For general demographic and clinical characteristics, no significant differences were observed between the two groups. Compared to the control group, the case group displayed significant improvements in PaO/FiO at 48 h (141±45 115±21, P<0.001) and 72 h (169±61 139±40, P<0.001) post-admission, and plateau pressure was lower than that in the control group at 24 h (24±3 . 28±7, P<0.001), 48 h (21±4 . 26±7, P<0.001), and 72 h (20±2 . 25±6, P<0.001) post-admission. Interleukin-8 levels were lower in the case group at 48 and 72 h post-admission. Overall, 28-day mortality was 25.47% (54/212). Twenty-five children died in the sivelestat group, 29 children died in the control group. Survival analysis revealed that cumulative survival in the case group was higher than that in the control group (P=0.028).
ARDS is expected to have high morbidity and mortality in critical care medicine, and precise targeted drugs are lacking. Our study showed that sivelestat improved prognosis and reduces mortality in children with ARDS.
西维来司他是一种中性粒细胞弹性蛋白酶抑制剂,是治疗成人急性呼吸窘迫综合征(ARDS)的一种选择性靶向疗法;也有报道称其适用于儿童ARDS。然而,几乎没有证据表明其对儿童有效。
本研究招募了212例年龄在28天至18岁之间、在西安交通大学附属儿童医院重症监护科住院期间符合儿童ARDS(PARDS)诊断标准的患者。共有125例患者(病例组)接受西维来司他治疗,87例被分配到对照组。两组在性别(P = 0.445)或年龄(P = 0.521)方面无显著差异。对照组数据收集自2017年3月至2020年1月期间诊断为ARDS的儿科患者电子病例信息系统。病例组数据收集自2020年2月至2022年2月期间的电子病例信息系统。记录人口统计学数据、临床相关指标、呼吸参数。28天死亡率是主要终点;采用Kaplan-Meier法和对数秩检验评估累积生存率。

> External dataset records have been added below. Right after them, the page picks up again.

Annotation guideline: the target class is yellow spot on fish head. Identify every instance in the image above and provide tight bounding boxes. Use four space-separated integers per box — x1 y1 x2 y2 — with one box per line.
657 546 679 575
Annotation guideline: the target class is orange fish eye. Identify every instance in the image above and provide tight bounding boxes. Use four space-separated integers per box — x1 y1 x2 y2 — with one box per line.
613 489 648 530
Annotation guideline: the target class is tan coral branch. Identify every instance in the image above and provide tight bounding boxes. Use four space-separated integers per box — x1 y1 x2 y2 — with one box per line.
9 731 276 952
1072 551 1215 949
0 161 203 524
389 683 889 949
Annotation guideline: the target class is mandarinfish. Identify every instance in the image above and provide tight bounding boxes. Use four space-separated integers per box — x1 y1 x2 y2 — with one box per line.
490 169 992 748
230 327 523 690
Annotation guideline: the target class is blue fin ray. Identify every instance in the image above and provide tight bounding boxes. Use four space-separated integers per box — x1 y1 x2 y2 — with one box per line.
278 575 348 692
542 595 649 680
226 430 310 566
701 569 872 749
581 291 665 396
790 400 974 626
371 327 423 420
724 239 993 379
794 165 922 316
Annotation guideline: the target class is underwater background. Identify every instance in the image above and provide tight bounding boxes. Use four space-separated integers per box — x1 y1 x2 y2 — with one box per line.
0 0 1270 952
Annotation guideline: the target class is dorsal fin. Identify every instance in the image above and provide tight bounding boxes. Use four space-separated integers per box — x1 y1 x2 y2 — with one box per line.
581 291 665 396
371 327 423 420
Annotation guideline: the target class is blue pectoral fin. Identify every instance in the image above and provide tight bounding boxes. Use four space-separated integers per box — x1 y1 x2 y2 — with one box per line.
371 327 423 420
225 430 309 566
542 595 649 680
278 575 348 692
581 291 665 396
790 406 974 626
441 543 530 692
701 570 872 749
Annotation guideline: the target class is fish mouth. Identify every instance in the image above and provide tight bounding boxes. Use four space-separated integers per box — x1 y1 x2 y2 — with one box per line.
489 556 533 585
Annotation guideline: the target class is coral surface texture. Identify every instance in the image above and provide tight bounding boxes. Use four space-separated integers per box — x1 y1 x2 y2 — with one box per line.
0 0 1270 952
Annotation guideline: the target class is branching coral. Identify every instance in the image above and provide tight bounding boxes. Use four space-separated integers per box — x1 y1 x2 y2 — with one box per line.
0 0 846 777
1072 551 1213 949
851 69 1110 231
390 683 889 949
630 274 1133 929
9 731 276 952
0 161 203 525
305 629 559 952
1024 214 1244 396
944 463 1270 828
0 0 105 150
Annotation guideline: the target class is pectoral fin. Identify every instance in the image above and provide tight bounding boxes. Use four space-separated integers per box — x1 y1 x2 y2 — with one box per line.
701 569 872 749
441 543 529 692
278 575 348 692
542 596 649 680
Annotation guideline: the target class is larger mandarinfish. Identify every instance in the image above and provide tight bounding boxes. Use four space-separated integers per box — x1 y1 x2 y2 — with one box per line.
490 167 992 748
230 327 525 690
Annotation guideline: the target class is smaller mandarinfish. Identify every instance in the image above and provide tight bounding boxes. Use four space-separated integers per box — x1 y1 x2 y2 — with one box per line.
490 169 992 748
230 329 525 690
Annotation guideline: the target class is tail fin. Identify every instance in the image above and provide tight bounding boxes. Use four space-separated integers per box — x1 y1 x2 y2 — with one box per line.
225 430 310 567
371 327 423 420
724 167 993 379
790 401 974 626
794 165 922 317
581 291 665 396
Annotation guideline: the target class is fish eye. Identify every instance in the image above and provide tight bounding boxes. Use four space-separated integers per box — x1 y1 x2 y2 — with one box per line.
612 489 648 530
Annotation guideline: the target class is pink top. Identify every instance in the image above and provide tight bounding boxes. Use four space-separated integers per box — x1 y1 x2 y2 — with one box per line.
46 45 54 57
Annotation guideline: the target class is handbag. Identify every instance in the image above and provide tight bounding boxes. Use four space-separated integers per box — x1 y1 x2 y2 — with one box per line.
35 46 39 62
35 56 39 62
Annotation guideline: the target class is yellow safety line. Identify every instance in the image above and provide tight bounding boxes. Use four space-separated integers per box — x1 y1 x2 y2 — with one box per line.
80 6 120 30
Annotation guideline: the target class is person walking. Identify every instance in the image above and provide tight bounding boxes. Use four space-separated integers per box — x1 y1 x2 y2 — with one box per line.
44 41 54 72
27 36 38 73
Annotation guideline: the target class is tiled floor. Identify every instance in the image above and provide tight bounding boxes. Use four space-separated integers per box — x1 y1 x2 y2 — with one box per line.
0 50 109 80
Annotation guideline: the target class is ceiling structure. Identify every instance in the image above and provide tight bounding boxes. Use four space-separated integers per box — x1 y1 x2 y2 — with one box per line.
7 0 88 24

在一般人口统计学和临床特征方面,两组之间未观察到显著差异。与对照组相比,病例组入院后48小时(141±45对115±21,P<0.001)和72小时(169±61对139±40,P<0.001)时的PaO/FiO有显著改善,入院后24小时(24±3对28±7,P<0.001)、48小时(21±4对26±7,P<0.001)和72小时(20±2对25±6,P<0.001)时的平台压低于对照组。病例组入院后48小时和72小时的白细胞介素-8水平较低。总体而言,28天死亡率为25.47%(54/212)。西维来司他组25名儿童死亡,对照组29名儿童死亡。生存分析显示,病例组的累积生存率高于对照组(P = 0.028)。
在重症医学中,ARDS预计具有高发病率和死亡率,且缺乏精准的靶向药物。我们的研究表明,西维来司他可改善儿童ARDS的预后并降低死亡率。